Key Metrics
- 40+ US sites consolidated into a single emissions reporting platform
- Sustainability reporting across 3 scopes completed by a team of one, for a $1.3B+ company
- 6 months from implementation to SB 261 voluntary filing and SB 253 readiness
| Challenge | Outcome Achieved |
| No GHG reporting infrastructure or experience | Audit-ready Scope 1, 2 & 3 emissions baseline established |
| No dedicated ESG headcount | Single person successfully led full implementation with Sweep as extended team |
| 40+ sites with inconsistent data collection | Centralised platform with SAP integration and standardised data workflows |
| Compliance risk from California SB 253 & SB 261 | Regulatory filings completed; SB 261 submitted voluntarily |
| Scope 3 complexity across hundreds of spend categories | ERP spend data mapped to GHG emission factors across key Scope 3 categories |
| No handover plan for ongoing ownership | Self-documented methodology dashboard enabling seamless internal transition |
Composites One is the largest distributor of composite materials in North America.
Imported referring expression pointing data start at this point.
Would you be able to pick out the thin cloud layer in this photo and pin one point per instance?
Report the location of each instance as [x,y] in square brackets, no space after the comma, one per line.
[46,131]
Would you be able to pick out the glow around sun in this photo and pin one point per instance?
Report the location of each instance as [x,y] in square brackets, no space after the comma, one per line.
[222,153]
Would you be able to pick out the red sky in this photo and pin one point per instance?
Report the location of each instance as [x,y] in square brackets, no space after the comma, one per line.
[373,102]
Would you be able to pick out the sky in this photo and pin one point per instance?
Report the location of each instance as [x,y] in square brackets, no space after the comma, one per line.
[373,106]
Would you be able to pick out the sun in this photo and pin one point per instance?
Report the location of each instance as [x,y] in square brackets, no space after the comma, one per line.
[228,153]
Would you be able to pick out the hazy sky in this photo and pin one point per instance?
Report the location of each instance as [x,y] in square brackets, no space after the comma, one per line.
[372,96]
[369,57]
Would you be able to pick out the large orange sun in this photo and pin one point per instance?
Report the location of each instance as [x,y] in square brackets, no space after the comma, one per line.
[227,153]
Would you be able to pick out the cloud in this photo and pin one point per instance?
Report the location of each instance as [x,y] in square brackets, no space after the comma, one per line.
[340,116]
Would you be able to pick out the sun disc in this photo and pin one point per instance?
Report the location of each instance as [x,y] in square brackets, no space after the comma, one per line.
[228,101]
A family-owned, privately held company headquartered in Chicago, it employs approximately 1,000 people across more than 40 US distribution sites, with revenues exceeding $1.3 billion. The business operates through a multi-entity structure that includes US and Canadian operations and Aerovac, a manufacturer of process consumables with entities in the US, Italy, Brazil, France, and the UK, serving customers such as Airbus, Vestas, GE Vernova, and TPI.
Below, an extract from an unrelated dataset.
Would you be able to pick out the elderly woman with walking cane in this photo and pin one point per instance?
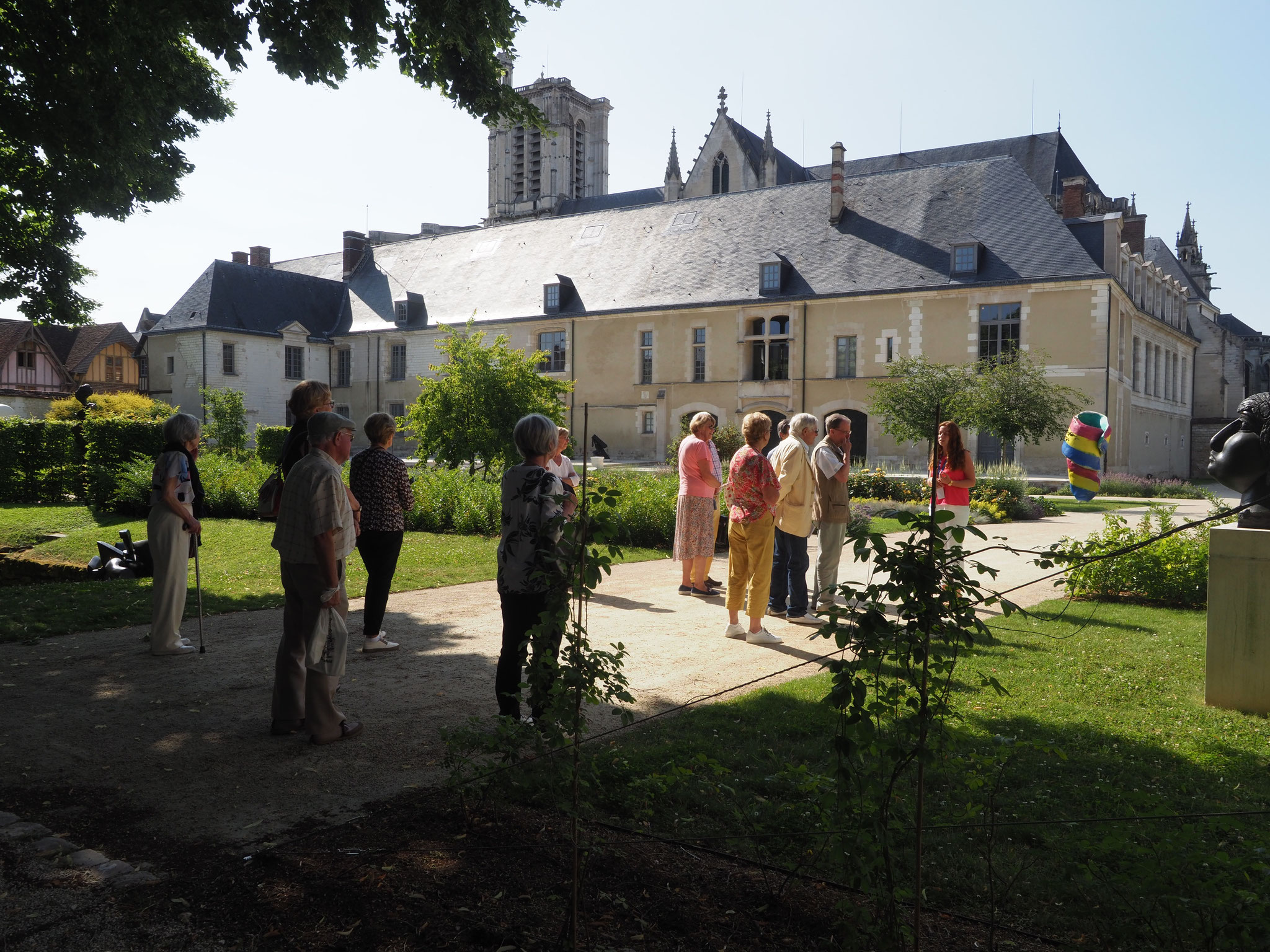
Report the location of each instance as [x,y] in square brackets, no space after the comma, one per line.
[173,530]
Despite its scale, Composites One had no sustainability reporting infrastructure when it first engaged Sweep in August 2025. ESG had just been elevated to a strategic business initiative for the first time, driven by California’s SB 253 and growing customer pressure around EcoVadis performance.
When California’s SB 253 and SB 261 came into force, Composites One found itself firmly in scope, and with almost no internal resources to respond. Carlye Lucey, Aerospace & Defense Compliance Manager, was handed the project as an addition to her existing role, with no dedicated ESG headcount.
The scale of the task was significant: 40+ sites, untracked refrigerant emissions, and a Scope 3 footprint estimated at 75–85% of total emissions – requiring the mapping of around 184 cost categories to GHG factors. Manual consultant-led options were evaluated, but all came with the same critical flaw: Composites One would not own its data.
Composites One selected Sweep following a recommendation from EcoVadis, choosing it over two other platforms for its product maturity, implementation support model, and data ownership model. Sweep’s team acted as a genuine extension of the internal team – building out the organizational hierarchy, configuring a SAP integration, and designing workflows around Composites One’s existing systems rather than asking the company to adapt to new ones.
Scope 1 and 2 were completed first, followed by Scope 3 from January 2026, with Sweep’s consultants working directly alongside the accounting team to map spend data across four Scope 3 categories. To future-proof the programme, every methodology, process, and workflow was documented inside a dedicated dashboard in Sweep, built specifically to support handover to future internal owners.
Within six months of implementation, Composites One moved from zero emissions reporting infrastructure to a fully operational, audit-ready GHG programme across all three scopes. The company filed its SB 261 climate risk disclosure voluntarily – ahead of requirement – with SB 253 data ready for submission.